MySQL V8 replication lagging waiting for handler commit

MySQLperformancereplication

let me start with some background.

We've decided to upgrade our Master DB to a more performant machine. We got a server with 1.5TB of RAM, Quad Intel(R) Xeon(R) Gold 6254 and IO is all NVMe drives. Our current environment is on MySQL 5.7.30 which is what I installed on this new server. I activated it as a READ server first just to see how it behaves. I based my config on existing master server with added slave flags. After a few days we get complaints of random slow downs in our main application. What we discovered is that slave was lagging but that drop tables seemed to be locking the environment. Took it off the read pool to see if I can figure out the issue

After doing some research we thought the issue was this bug. We were always planning on upgrading to V8 so figured I may as well do it now and get it over with. We upgraded to V8.0.22 and again re-activated the new server on the network. Again after a few days it starts to slow down dropping tables and inserts. Since this is V8 we're seeing a lot of waiting for handler commit. After researching that state we found some docs saying it may be range_optimizer_max_mem_size the issue. We set it to 0, restarted mysql and waited. A day later slow downs again.

Started looking at the OS (centos 7.8), maybe open files is not enough. Looked and we did set it to over 1M open files. We did notice that we set the rule on the mysql user but systemctl has it's own setting. Set it at systemctl level (/lib/systemd/system/mysqld.service && /etc/systemd/system/mysqld.service.d/limits.conf) and restarted mysql. A day passes and slow down re-appears. Now though the server can't even keep up with the replication let alone additional traffic.

I thought it was my multi threaded replication (as we have 4 primary databases) so I dropped it to single threaded. All that did was make show slave status always show Slave_SQL_Running_State: waiting for handler commit.

At this stage I'm just stumped at what's happening. The new server replication just falling behind more and more and show full processlist always has queries with either waiting for handler commit or checking permissions. What seems the slowest is drop tables though. I can see a drop tables hanging in the process list for 3-5 seconds

State: waiting for handler commit
Info: DROP TABLE IF EXISTS crm.invalidPhoneNumbersCompiled_TMP,crm.invalidPhoneNumbersCompiled_OLD /* generated by server */

We also found this on stackoverflow and went ahead and set all the variables on our server but same result.

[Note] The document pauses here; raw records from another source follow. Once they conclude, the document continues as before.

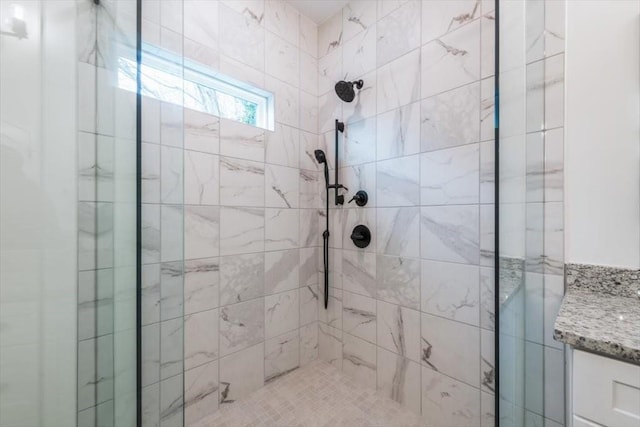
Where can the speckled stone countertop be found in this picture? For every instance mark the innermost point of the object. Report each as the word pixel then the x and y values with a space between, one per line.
pixel 600 311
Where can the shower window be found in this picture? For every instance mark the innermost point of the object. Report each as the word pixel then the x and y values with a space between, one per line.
pixel 169 78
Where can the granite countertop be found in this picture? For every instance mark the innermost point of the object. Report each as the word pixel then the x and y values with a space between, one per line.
pixel 600 311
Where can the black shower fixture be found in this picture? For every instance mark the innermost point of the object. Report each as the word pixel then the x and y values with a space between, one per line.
pixel 346 91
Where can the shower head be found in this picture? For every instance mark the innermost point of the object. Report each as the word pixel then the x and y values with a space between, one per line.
pixel 346 91
pixel 320 156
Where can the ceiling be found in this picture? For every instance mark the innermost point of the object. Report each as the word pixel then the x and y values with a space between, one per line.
pixel 318 10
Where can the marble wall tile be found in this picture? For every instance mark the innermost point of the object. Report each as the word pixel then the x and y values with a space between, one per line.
pixel 201 392
pixel 310 266
pixel 200 338
pixel 554 165
pixel 201 284
pixel 309 302
pixel 332 315
pixel 330 344
pixel 281 271
pixel 241 373
pixel 309 225
pixel 451 176
pixel 487 285
pixel 364 104
pixel 450 233
pixel 281 229
pixel 359 53
pixel 201 231
pixel 359 360
pixel 286 103
pixel 171 299
pixel 95 235
pixel 451 118
pixel 398 32
pixel 171 345
pixel 360 177
pixel 399 379
pixel 242 278
pixel 452 60
pixel 308 37
pixel 330 72
pixel 281 186
pixel 451 348
pixel 398 132
pixel 283 145
pixel 308 343
pixel 359 272
pixel 554 92
pixel 309 75
pixel 150 293
pixel 359 142
pixel 309 185
pixel 241 38
pixel 282 19
pixel 399 82
pixel 330 35
pixel 399 330
pixel 282 355
pixel 359 316
pixel 171 125
pixel 95 371
pixel 202 185
pixel 446 401
pixel 95 167
pixel 487 172
pixel 241 182
pixel 308 112
pixel 442 17
pixel 487 364
pixel 150 181
pixel 451 291
pixel 554 35
pixel 198 16
pixel 398 280
pixel 398 182
pixel 282 313
pixel 150 406
pixel 241 230
pixel 150 233
pixel 283 59
pixel 241 141
pixel 357 16
pixel 172 401
pixel 241 326
pixel 487 235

On my PMM I can't see anything out of the ordinary on either OS overview or MySQL overview. The server is practically idle and replication just lagging. IO is idle 99.9% of the time and the load is not even a blip on it.

my.cnf

INNO Engine Status

Sample log

UPDATE 1

Here's the status
Here are the variable

Replication finally caught up as the load of the day subsided. Table size doesn't seem to impact drop length. A lot of the time it's just a temp table as an intermediate for a batch update.

UPDATE 2

File limits was one of the first things I looked at. Here's the ulimit data

 ulimit -a
core file size          (blocks, -c) 0
data seg size           (kbytes, -d) unlimited
scheduling priority             (-e) 0
file size               (blocks, -f) unlimited
pending signals                 (-i) 6184343
max locked memory       (kbytes, -l) 64
max memory size         (kbytes, -m) unlimited
open files                      (-n) 1024
pipe size            (512 bytes, -p) 8
POSIX message queues     (bytes, -q) 819200
real-time priority              (-r) 0
stack size              (kbytes, -s) 8192
cpu time               (seconds, -t) unlimited
max user processes              (-u) 100000
virtual memory          (kbytes, -v) unlimited
file locks                      (-x) unlimited

Also since it's on centos7, here's the systemctl limits (I tried 100K all the way to 10M)

[Service]
LimitNOFILE=10000000

Here is /etc/security/limits.conf

mysql soft nofile 200000
mysql hard nofile 10000000

Here is lsof -u mysql | wc -l => 6200 and slave lag is at 3635 seconds behind master

Another interesting thing is last night around 17h it decided to unblock and what we saw was network traffic increase on it
Traffic uptake when replication unblocked

UPDATE 3

Replica Status

HTOP

UPDATE 4

Process Limits

UPDATE 5

Came in this AM and server was 12000 seconds behind master and the bandwidth usage was as usual almost nothing. Around 11AM it unblocked (no idea why) and replication started catching up

enter image description here

UPDATE 6

Working with some outside consultants on the issue and I think we've at least identified the problem. It's definitely an INNODB issue and pretty sure it involves TABLESPACE lookups. Take a look at this to see the problem in it's full glory. Notice that dropping and creating MyISAM tables is instant, doing it on INNO tables 3-10 seconds. Then the best part, disable bin log and do the create/drop INNO and INSTANT. The one difference between all my other read servers vs this one is that they are all purely read and don't log binary (just relay). I've disabled BIN LOG on this one and restarted it now, flying for now. Will monitor for 2-3 days as it's never gone that long without crapping out. At least I know where the issue is at even if I don't know why yet

UPDATE 7

So if anyone else has a similar issue, I'm pretty sure I figured it out. If you search drop table innodb bugs you'll see issues since 2008. After reading code and finding a super helpful article from Percona I think I figured out what is happening. INNO has an adaptive hash index which is supposed to help speed up queries making INNO more like an in memory DB. Issue is on a drop table INNO needs to ensure all transactions with that table are complete before executing the drop. When it does this it actually locks the entire DB (many bug docs say they resolved this but as of 8.0.22 it's exactly the issue I was seeing) and since it's locked you get replication latency. Interestingly enough this issue is on all of my servers but for some reason way more evident on my big ram server. Disabling innodb_adaptive_hash_index automatically caused the server to start catching up. I am now running replication + binlogging on the slave for over 2 days with 0 lag. I am waiting until mid next week to yell victory over this bug.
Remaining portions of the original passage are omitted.